By April 18th, a record 12.4% of the US workforce was receiving unemployment benefits, with over 30 million submitting jobless claims. Estimates suggest that in the coming weeks, the unemployment rate could approach 20%, which would bring the economy closer to levels seen during the Great Depression. U.S. factory activity in April, as measured by the ISM production index, essentially ground to a halt, as did consumer purchases.1 The U.S. personal saving rate rose to its highest level since 1981, as consumers were either unwilling or unable to spend.
Many readers have likely seen charts like the ones below as it relates to the gravity of economic impact, with the unemployment rate dramatically spiking (top) and consumer spending falling off a cliff (bottom).
The Unemployment Rate Spiked Straight Upward
Source: Federal Reserve Bank of St. Louis2
While Consumer Spending Plummeted
Source: Federal Reserve Bank of St. Louis3
As the dismal economic data was blanketing the airwaves and newspapers in April, the S&P 500 marched +12.7% higher, posting its best monthly performance in 33 years.4 The disconnect between the economy telling one story and the stock market telling another understandably perplexes many investors. How can the stock market possibly do so well while economic conditions are so dire?
Some may argue that the market rally has everything to do with the Federal Reserve. Virtually unlimited monetary stimulus and liquidity are making its way into the stock market. Others may cite the $2.4 trillion package of government spending ‘propping up’ the economy and markets. I fully acknowledge (and support) the role that fiscal and monetary stimulus plays in stabilizing the economy and markets, but my response to the ‘disconnect’ between the economy and the stock market is much simpler: stocks have a long history of rallying in the midst of terrible news.
Take the 2007-2009 bear market, for example. When the S&P 500 hit its low on March 9, 2009, jobless claims were still rising. Jobless claims eventually peaked at the end of the month but stayed high basically until the following year (2010). The unemployment rate also kept going up throughout 2009, with a falling labor-force participation rate and a general sense that the U.S. economy was doomed. But by the end of March 2009, the S&P 500 had soared +18.1% off the low, and by the end of the year stocks had rallied +67.8%.5 The stock market was telling one story, while the economy and sentiment were telling another.

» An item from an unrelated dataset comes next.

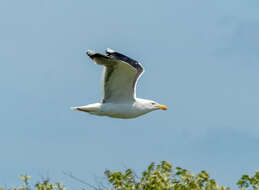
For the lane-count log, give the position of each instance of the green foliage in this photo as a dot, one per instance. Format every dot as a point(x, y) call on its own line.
point(162, 177)
point(44, 185)
point(247, 181)
point(156, 177)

Taking your cues from the economic headlines of the day can be a costly mistake. For example, if a person had invested $100,000 in the S&P 500 on March 9, 2009, they would have accumulated $630,000 by the time the market peaked in February 2020. But if the investor had waited just three more months to invest (June 2009, when the economic headlines were slightly better but still bad), the same $100,000 would have only grown to $450,000.6 We can find examples of this type of outcome throughout history. Stocks rarely wait for good news to arrive.
One Note About Unemployment in the U.S.
As dire employment data continues in the coming weeks and months, there is a silver lining I think investors should keep in mind.
A key differentiator between this recession and past recessions is that a significant number of employers are using furloughs rather than outright layoffs to trim the workforce. In theory, this means that re-starting the economy could be less stressful than after a structural recession (like 2008). When employees are asked to return to work, there’s no need for training, recruitment, job search, background checks, ‘onboarding,’ etc., all of which are costly and time-consuming. Workers can return to their jobs and immediately be productive.
Time will tell what the economy looks like in the coming months, and whether or how soon many workers will be asked to return. But I’m hopeful it will be relatively soon.
Bottom Line for Investors
Is the stock market’s rally in the face of bad news an indication that the bear market is over and the coast is clear? Simply put, the answer to that question is no – and I expect more bouts of downside volatility before this is over.
The overarching message I want to drive home here, however, is that investors should not expect the stock market to reflect what you’re reading and seeing in economic news. The stock market does not respond to what’s happening or already happened in the economy. The stock market is forward-looking, a discounter of future economic conditions. Since 1929, the S&P 500 has bottomed an average of four months before a recession officially ends.7 If you’re waiting for good news before investing in stocks, you’re almost certain to be too late.